Etiology of Persistent Microalbuminuria in Nigeria - ABSTRACT: Microalbuminuria is an independent risk factor for cardiovascular and kidney disease and a
predictor of end organ damage, both in the general population and in persons living with HIV (PLWH).
Microalbuminuria, defined as an albumin-to-creatinine ratio (uACR) 30-300 mg/g, can signify either early
glomerular damage or microvascular endothelial dysfunction and has been used in the early detection of
kidney disease. Microalbuminuria is also an important risk factor for mortality in PLWH treated with
antiretroviral therapy (ART), likely as a marker for inflammation and endothelial activation. In the ongoing
Renal Risk Reduction (R3) study in Nigeria, 36.9% had microalbuminuria confirmed by two measurements 4-
8 weeks apart, and 2.8% had macroalbuminuria (uACR >300 mg/g). The median duration on ART was 9 years
[IQR 6,12], median CD4 cell count was 482 cells/mm3 [IQR 324–661], 95.7% were virally suppressed, and
12.7% had stage 1 or 2 hypertension (22.1% with pre-hypertension). In contrast, other traditional risk factors
for albuminuria and kidney disease, including diabetes (2.1%), APOL1 high-risk genotype (6.2%), and smoking
(5%) were uncommon. A significant proportion (~59%) were currently receiving potentially nephrotoxic ARV
medications, specifically tenofovir disoproxil fumarate. Lastly, endemic co-infections, including viral (e.g.
hepatitis B and C, Cytomegalovirus), parasitic (e.g.
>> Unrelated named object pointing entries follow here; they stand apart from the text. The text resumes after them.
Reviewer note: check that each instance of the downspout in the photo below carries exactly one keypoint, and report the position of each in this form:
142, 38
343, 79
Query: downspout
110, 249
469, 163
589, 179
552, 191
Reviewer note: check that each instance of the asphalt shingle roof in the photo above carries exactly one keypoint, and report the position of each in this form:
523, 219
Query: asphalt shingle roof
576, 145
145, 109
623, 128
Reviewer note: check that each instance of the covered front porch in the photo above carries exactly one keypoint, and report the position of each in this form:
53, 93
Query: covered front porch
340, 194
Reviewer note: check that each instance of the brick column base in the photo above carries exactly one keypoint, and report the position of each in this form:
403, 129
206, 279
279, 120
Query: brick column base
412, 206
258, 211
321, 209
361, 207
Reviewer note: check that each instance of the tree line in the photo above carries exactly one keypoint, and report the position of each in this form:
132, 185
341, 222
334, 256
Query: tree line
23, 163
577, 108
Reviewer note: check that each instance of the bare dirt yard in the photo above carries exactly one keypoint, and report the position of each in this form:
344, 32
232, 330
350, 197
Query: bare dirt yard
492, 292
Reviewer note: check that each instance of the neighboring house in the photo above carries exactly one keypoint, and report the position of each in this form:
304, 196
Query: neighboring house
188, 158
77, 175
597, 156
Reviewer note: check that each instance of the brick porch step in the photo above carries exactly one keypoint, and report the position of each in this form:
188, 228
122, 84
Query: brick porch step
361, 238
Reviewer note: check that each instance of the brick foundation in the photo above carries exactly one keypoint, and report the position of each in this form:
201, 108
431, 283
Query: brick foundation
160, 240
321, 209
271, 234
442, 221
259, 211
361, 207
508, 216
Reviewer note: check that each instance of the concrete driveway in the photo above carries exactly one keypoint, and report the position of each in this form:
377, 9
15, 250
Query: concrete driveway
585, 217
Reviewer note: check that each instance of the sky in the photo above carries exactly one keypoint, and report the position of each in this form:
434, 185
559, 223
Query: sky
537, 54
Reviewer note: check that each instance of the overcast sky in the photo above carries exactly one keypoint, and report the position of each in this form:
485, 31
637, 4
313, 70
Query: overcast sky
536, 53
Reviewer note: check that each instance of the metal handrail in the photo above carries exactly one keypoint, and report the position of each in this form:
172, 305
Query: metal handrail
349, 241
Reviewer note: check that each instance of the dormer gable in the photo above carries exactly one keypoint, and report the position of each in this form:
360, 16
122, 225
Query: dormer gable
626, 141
Plasmodium falciparum, Schistosoma species,
Strongyloides stercoralis, Onchocerca volvulus, Loa loa, Wuchereria bancrofti), and bacterial (Mycobacterium
tuberculosis) co-infections, may be potential contributors to albuminuria. To better understand this, we plan to
test the following overarching hypothesis: Hypertension, immune activation from co-infections, and
cumulative, long-term exposure to potentially nephrotoxic ARV medications contribute to the high
rates of microalbuminuria in these ART-experienced adults. To test this hypothesis, we propose the
following Specific Aims:
1) To compare the prevalence of albuminuria and established kidney disease risk factors in a large cohort
of PLWH to age- and sex-matched HIV-negative adults presenting for routine medical care at the Aminu
Kano Teaching Hospital in Kano, Nigeria. We will leverage data and stored specimens from 2500 R3
participants who were previously screened for microalbuminuria and will prospectively enroll an additional
300 PLWH recently initiated on ART (≤ 12 months) and 750 age- and sex-matched HIV-negative adults.
2) To determine the role that hypertension and other comorbid medical conditions (e.g. sickle cell trait or
disease, immune activation/inflammation from parasitic infestations and tuberculosis, and exposure to
potentially nephrotoxic ARV medications), have on the risk for development of albuminuria. We will enroll
1000 HIV-positive, ART-treated normoalbuminuric adults and 500 HIV-negative normoalbuminuric adults
from Aim 1 and follow them longitudinally for three years.